Part of the body's first-line defense against injury or infection, neutrophils were long thought to play fairly simple roles, such as releasing antimicrobial proteins and ingesting pathogens. But recent studies find their actions to be more complex and critical to both chronic and acute inflammation, particularly the activation of the immune system in response to injury.
Studying patterns of gene expression and protein synthesis in neutrophils could reveal essential information about the immune response, but gathering the cells for analysis has been challenging. Standard isolation procedures take more than two hours and require relatively large blood samples. Neutrophils also are sensitive to handling and easily become activated, changing the molecular patterns of interest, and they contain very small amounts of messenger RNA, which is required for studies of gene expression.
Building on their experience developing silicon-chip-based devices that capture CD4 T cells for HIV diagnosis or isolate circulating tumor cells, Kotz's team developed a system that gathers a neutrophil-rich sample from microliter-sized blood samples in less than 5 minutes, reducing the risk of disturbing cells in the process. To meet the requirements for speed and precision, the researchers completely redesigned the geometry, antibody-based coating and other aspects of the cell-capture module at the heart of the device. The samples collected were successful in revealing differences in gene and protein activity relevant to the cells' activation status.
While the laboratory tests were encouraging, samples from critically injured patients need to be handled and processed in real-world clinical environments. Through the efforts of study co-author Lyle Moldawer, PhD, of the University of Florida College of Medicine, the devices were tested at six sites participating in a major National Institutes of Health-sponsored study of the immune response to injury, led by Ronald Tompkins, MD, ScD, chief of the MGH Burns Service and also a study co-author. Analyzing samples from 26 patients with serious burns or other traumatic injuries revealed complex gene expression patterns that shifted during the 28 days after injury, probably reflecting complex interactions between various immune system components.

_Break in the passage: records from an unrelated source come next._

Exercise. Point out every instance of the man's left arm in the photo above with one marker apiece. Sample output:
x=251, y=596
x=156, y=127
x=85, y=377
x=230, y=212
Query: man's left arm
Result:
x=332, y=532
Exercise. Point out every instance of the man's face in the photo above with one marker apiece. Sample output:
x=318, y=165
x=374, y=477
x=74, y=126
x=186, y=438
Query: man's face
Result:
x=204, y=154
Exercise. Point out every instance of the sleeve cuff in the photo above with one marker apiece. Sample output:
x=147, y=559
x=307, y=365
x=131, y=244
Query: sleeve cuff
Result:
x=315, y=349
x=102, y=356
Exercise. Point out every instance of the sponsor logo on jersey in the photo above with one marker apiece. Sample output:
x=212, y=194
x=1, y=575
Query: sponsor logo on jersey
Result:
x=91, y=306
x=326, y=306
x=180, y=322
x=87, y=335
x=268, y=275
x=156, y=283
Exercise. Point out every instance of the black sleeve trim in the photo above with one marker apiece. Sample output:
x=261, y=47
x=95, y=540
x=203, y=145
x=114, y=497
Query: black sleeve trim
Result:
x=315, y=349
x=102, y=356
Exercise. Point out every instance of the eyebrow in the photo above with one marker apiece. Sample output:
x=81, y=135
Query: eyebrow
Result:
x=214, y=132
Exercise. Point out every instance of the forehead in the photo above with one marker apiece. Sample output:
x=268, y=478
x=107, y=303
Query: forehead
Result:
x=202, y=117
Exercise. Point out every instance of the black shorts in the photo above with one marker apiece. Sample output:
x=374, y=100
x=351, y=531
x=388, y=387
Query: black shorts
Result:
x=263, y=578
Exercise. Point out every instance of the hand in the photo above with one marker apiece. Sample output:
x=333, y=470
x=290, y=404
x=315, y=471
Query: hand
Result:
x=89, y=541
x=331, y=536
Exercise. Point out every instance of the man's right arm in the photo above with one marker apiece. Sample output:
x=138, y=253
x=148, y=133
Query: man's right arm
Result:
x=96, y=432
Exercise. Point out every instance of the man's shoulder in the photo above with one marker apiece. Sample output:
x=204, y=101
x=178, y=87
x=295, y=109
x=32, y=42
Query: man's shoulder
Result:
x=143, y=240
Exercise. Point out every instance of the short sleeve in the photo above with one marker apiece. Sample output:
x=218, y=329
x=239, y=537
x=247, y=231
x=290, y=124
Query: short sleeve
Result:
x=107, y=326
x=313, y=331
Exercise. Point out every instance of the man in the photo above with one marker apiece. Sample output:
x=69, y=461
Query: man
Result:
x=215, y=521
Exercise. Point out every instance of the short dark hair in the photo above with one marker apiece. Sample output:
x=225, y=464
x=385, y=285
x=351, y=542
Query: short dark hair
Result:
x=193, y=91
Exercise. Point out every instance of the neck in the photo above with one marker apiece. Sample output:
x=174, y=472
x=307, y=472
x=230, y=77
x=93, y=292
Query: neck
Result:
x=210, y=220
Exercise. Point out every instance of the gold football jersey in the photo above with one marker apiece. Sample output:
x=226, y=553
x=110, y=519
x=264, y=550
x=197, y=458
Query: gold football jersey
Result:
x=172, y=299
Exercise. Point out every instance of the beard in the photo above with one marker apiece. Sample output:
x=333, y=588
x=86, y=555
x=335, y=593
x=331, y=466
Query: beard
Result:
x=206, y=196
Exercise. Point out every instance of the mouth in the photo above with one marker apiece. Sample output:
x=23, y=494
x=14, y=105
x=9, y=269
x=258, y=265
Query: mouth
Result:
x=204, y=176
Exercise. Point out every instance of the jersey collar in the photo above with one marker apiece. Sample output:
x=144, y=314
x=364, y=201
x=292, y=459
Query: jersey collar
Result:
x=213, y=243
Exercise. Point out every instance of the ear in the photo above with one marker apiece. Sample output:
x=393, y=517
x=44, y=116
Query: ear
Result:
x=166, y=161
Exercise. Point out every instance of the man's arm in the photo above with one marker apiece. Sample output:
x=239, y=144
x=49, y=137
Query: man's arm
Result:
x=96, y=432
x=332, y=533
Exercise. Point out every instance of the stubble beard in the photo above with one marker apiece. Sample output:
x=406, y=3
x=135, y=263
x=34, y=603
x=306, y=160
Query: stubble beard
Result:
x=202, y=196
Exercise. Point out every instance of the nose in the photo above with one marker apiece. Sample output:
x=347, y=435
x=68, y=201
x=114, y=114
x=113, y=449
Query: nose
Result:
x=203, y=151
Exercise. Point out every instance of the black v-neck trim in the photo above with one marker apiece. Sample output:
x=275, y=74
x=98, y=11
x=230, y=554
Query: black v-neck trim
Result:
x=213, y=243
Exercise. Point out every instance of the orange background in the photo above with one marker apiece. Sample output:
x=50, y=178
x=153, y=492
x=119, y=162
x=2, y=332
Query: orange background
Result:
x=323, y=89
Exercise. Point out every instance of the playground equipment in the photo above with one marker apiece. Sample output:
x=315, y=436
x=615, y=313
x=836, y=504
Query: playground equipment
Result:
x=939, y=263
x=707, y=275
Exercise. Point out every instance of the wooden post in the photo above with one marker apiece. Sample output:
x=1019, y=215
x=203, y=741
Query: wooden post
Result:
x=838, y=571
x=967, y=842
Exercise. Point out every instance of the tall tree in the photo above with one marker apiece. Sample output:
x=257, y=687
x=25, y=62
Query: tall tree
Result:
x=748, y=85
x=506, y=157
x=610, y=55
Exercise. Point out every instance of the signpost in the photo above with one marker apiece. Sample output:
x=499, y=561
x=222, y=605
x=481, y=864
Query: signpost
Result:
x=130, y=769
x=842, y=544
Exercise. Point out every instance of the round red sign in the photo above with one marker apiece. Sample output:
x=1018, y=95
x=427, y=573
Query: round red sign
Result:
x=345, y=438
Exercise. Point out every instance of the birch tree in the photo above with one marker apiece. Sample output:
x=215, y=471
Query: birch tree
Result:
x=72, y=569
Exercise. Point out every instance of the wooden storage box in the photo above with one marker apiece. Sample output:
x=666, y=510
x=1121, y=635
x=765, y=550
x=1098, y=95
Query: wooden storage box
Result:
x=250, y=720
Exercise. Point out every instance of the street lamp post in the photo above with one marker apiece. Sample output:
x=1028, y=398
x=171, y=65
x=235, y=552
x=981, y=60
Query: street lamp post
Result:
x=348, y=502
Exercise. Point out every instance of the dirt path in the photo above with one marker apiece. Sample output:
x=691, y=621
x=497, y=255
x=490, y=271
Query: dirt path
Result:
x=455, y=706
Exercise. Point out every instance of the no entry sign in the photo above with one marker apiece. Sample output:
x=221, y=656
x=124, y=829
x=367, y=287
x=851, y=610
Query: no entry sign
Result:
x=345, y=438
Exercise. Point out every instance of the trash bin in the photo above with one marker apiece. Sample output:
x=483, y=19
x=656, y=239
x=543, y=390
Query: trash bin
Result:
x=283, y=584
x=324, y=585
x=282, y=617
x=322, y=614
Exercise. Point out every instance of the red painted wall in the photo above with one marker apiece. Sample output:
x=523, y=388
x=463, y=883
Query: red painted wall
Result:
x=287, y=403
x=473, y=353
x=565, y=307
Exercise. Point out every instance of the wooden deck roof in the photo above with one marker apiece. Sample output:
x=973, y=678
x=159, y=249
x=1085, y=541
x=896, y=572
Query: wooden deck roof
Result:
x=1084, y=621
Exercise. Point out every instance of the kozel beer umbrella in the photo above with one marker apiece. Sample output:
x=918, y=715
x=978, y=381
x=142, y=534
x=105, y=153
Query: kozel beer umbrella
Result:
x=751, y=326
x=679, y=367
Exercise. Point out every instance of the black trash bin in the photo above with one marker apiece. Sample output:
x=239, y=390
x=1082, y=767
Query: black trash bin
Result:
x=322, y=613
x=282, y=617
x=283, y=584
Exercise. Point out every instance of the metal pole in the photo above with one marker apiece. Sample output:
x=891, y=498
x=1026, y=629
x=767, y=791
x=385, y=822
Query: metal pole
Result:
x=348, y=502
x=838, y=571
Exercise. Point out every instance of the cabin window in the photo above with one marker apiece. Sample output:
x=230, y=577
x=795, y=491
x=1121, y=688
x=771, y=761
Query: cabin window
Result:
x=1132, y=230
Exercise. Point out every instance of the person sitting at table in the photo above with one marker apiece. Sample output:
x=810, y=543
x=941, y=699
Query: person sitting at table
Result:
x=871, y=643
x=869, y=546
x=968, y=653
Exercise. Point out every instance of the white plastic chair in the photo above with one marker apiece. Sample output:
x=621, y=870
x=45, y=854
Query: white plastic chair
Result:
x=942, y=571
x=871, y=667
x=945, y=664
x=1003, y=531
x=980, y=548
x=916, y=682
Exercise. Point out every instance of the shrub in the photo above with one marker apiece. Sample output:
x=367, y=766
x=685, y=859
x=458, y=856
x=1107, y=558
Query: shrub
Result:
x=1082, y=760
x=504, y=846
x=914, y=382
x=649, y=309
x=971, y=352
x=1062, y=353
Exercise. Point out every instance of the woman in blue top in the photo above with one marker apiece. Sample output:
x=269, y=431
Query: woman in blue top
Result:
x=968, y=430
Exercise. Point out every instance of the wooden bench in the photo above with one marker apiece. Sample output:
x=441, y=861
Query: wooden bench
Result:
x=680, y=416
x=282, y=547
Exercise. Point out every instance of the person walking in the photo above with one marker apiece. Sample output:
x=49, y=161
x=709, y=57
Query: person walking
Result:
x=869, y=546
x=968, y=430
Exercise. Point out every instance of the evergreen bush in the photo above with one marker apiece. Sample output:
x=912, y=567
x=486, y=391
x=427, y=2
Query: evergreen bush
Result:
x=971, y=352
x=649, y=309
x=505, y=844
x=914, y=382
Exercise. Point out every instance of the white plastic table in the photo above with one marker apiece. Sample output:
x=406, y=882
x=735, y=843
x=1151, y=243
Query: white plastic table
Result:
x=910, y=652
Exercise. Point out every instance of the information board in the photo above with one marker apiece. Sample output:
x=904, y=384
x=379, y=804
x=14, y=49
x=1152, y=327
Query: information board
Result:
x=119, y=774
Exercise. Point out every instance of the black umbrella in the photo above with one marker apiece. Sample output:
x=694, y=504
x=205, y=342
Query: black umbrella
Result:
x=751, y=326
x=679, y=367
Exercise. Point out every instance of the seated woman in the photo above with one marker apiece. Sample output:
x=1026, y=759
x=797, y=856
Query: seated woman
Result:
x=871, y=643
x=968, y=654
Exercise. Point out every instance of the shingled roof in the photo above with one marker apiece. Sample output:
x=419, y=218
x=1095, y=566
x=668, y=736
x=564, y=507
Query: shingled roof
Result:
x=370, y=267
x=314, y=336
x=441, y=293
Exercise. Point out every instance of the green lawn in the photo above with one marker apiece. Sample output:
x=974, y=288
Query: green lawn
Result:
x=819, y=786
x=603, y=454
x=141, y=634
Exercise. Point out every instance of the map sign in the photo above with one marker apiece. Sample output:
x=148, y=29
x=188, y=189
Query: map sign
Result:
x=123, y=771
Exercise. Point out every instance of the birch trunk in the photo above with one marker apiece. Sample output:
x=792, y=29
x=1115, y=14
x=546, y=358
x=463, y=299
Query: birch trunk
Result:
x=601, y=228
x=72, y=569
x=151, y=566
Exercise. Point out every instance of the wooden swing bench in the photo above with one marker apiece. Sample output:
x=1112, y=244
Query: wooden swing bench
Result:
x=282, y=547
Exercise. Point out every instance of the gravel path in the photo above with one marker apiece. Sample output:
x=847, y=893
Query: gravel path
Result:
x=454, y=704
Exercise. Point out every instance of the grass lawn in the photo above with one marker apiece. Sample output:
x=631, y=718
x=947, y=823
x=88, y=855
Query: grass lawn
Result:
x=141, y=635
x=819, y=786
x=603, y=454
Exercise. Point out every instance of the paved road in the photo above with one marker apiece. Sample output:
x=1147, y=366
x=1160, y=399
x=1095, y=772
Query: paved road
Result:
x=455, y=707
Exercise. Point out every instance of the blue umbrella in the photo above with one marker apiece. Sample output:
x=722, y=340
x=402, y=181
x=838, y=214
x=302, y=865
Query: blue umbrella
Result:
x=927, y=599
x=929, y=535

Kotz says, "Until now, it's been logistically impossible to study neutrophils to the extent we have in this paper." He notes that their analysis of neutrophil samples from trauma patients is the largest such investigation to date and adds, "This technology – which is much faster and gentler than current approaches to isolating cells – can be scaled and modified to capture just about any cell type, and we're working to apply it to other cell-based assays."
Mehmet Toner, PhD, director of the BioMEMS Resource Center in the MGH Center for Engineering in Medicine, is senior author of the Nature Medicine article. In addition to Tompkins and Moldawer, primary co-authors are Aman Russom, Alan Rosenbach, Jeremy Goverman, Shawn Fagan and Daniel Irimia, MGH; Wenzong Xiao, Weihong Xu, Julie Wilhelmy, Michael Mindrinos, and Ronald Davis, Stanford Genome Technology Center; Carol Miller-Graziano, Asit De and Paul Bankey, University of Rochester School of Medicine; Wei-Jun Qian, Brianne Petritis, David Camp, and Richard Smith, Pacific Northwest National Laboratory; Elizabeth Warner, University of Florida College of Medicine; and Bernard Brownstein, Washington University of St. Louis. The study was supported by grants from the National Institutes of Health.
Massachusetts General Hospital, established in 1811, is the original and largest teaching hospital of Harvard Medical School. The MGH conducts the largest hospital-based research program in the United States, with an annual research budget of more than $600 million and major research centers in AIDS, cardiovascular research, cancer, computational and integrative biology, cutaneous biology, human genetics, medical imaging, neurodegenerative disorders, regenerative medicine, systems biology, transplantation biology and photomedicine.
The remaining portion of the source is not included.